From the definition of a transport map, the function \(S(\mathbf{x}; \mathbf{w})\) is invertible and have a positive definite Jacobian for any parameters \(w\). Combined with a probability density \(\eta(\mathbf{r})\), we can therefore define a density \(\tilde{\pi}_w(x)\) induced by transforming \(r\) with the inverse map \(S^{-1}(\mathbf{r})\). More precisely, the change of random variable formula from the reference \(\eta\) to the target \(\tilde{\pi}\) reads:

\[\tilde{\pi}_{\mathbf{w}}(\mathbf{x}) = \eta(S(\mathbf{x}; \mathbf{w}))\left| \det\nabla S(\mathbf{x}; \mathbf{w})\right|,\]

where \(\det\nabla S\) is the determinant of the map Jacobian at the point \(\mathbf{x}\). We refer to \(\tilde{\pi}_{\mathbf{w}}(\mathbf{x})\) as the map-induced density or pullback distribution and will commonly interchange notation for densities and measures to use the notation \(\tilde{\pi} = S^{\sharp} \eta\).

The objective of this example is, from samples \(\mathbf{x}^i\), \(i \in \{1,...,n\}\) drawn according to a density \(\pi\), build the map-induced density approximation \(\tilde{\pi}\).

Imports#

First, import MParT and other packages used in this notebook. Note that it is possible to specify the number of threads used by MParT by setting the KOKKOS_NUM_THREADS environment variable before importing MParT.

[1]:
import numpy as np
from scipy.optimize import minimize
import matplotlib.pyplot as plt
from scipy.stats import multivariate_normal

import os
os.environ['KOKKOS_NUM_THREADS'] = '8'

import mpart as mt
print('Kokkos is using', mt.Concurrency(), 'threads')
plt.rcParams['figure.dpi'] = 110
Kokkos::OpenMP::initialize WARNING: You are likely oversubscribing your CPU cores.
  process threads available :   4,  requested thread :   8
Kokkos::OpenMP::initialize WARNING: You are likely oversubscribing your CPU cores.
                                    Detected: 4 cores per node.
                                    Detected: 1 MPI_ranks per node.
                                    Requested: 8 threads per process.
Kokkos is using 8 threads

Reference density and samples#

In this example we use a 2D target density known as the banana density where the unnormalized probability density, samples and the exact transport map are known.

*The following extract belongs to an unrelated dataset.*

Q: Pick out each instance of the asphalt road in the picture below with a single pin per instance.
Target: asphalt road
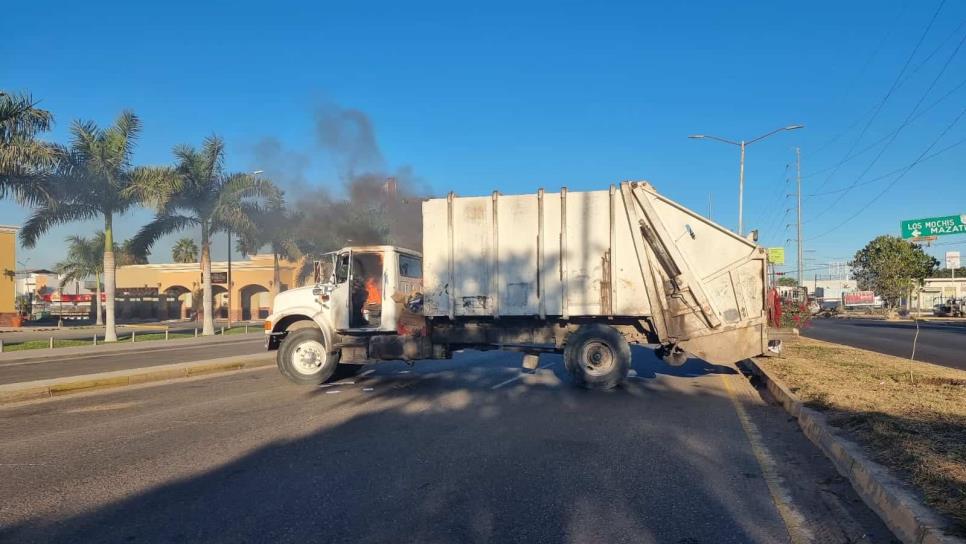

The banana density is defined as:

\[\pi(x_1,x_2) \propto N_1(x_1)\times N_1(x_2-x_1^2)\]

where \(N_1\) is the 1D standard normal density.

The exact transport map that transport \(\pi\) to the 2D standard normal density is defined as:

\[\begin{split} {S}^\text{true}(x_1,x_2)= \begin{bmatrix} x_1\\ x_2 - x_1^2 \end{bmatrix}\end{split}\]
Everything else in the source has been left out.